A referida norma restabelece a contagem do tempo de serviço para fins de aquisição de direitos funcionais, incluindo vantagens por tempo de serviço, progressões e adicionais. O texto acrescenta ainda que o TCE-SP(Tribunal de Contas do Estado de São Paulo) já se manifestou publicamente no sentido de que compete aos municípios promover a imediata implementação da atualização das vantagens até então congeladas, desde que haja recursos orçamentários disponíveis.

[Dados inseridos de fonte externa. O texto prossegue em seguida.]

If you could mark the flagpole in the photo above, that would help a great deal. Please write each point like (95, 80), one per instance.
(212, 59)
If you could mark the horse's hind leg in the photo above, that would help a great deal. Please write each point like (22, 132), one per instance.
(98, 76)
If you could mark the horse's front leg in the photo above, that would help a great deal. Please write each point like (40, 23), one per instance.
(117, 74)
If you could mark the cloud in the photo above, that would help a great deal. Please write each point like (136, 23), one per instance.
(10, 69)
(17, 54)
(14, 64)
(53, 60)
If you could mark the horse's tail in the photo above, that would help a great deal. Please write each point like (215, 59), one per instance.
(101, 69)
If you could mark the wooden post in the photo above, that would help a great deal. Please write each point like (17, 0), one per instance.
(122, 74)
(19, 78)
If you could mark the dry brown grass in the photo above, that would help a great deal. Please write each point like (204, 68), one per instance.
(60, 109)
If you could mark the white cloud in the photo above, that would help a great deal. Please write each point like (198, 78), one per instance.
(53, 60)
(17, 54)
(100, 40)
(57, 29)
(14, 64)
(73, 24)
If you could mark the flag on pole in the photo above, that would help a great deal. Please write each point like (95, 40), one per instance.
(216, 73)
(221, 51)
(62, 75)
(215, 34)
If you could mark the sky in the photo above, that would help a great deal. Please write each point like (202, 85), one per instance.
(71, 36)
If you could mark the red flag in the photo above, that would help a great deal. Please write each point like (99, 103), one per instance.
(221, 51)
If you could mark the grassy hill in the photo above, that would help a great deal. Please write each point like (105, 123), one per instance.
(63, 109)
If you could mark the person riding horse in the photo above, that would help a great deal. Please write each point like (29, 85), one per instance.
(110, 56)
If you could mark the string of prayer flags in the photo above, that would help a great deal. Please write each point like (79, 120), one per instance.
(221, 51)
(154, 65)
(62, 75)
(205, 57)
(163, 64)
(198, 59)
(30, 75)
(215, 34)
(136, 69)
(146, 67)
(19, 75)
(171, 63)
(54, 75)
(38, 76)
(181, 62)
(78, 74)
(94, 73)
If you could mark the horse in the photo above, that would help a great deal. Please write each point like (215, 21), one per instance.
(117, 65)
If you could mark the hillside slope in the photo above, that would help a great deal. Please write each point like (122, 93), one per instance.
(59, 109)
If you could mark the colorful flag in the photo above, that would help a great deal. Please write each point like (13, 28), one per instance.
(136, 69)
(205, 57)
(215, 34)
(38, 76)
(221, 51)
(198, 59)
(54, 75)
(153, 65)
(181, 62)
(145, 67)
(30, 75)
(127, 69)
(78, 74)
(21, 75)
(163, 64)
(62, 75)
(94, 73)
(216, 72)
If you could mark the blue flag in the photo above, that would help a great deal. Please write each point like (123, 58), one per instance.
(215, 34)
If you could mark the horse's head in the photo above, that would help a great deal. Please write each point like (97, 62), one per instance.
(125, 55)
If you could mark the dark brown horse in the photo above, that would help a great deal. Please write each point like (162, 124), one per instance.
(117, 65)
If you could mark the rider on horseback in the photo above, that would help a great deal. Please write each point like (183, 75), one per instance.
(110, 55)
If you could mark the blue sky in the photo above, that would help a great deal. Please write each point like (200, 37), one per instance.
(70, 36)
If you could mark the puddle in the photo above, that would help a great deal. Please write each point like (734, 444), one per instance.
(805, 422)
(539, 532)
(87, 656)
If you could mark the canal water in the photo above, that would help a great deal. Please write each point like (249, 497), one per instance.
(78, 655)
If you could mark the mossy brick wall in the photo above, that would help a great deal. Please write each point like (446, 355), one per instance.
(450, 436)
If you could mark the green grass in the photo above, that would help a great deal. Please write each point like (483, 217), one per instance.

Trvisan afirma que servidores municipais relatam que, até o momento, não houve a implementação administrativa do recálculo do tempo de serviço nem o pagamento das vantagens decorrentes da retomada da contagem do período suspenso.
No requerimento, o parlamentar solicita que o Executivo informe se já houve regulamentação administrativa da nova lei; se foi realizado o recálculo do tempo de serviço com a inclusão dos 583 dias; e se a administração municipal já identificou os servidores que adquiriram direito a vantagens funcionais com base na nova contagem.
Também são solicitadas informações sobre o cronograma previsto para implementação financeira dos direitos reconhecidos, inclusive eventual pagamento de valores retroativos, além da existência de estudo de impacto orçamentário-financeiro elaborado pela Secretaria Municipal de Finanças.
O pedido inclui ainda esclarecimentos específicos sobre a sexta-parte, questionando se o período dos 583 dias está sendo considerado para fins de aquisição do direito e se já houve concessões administrativas com base na nova regra.
Por fim, requer informações sobre eventual orientação formal da Procuradoria Geral do Município e, caso a norma ainda não tenha sido implementada, quais os fundamentos jurídicos e administrativos que justificam a ausência de cumprimento até o momento.
A vereadora Sílvia Morales (PV), do mandato coletivo A Cidade é Sua, comentou que é um tema importantíssimo e que ela também está trabalhando para que o descongelamento aconteça.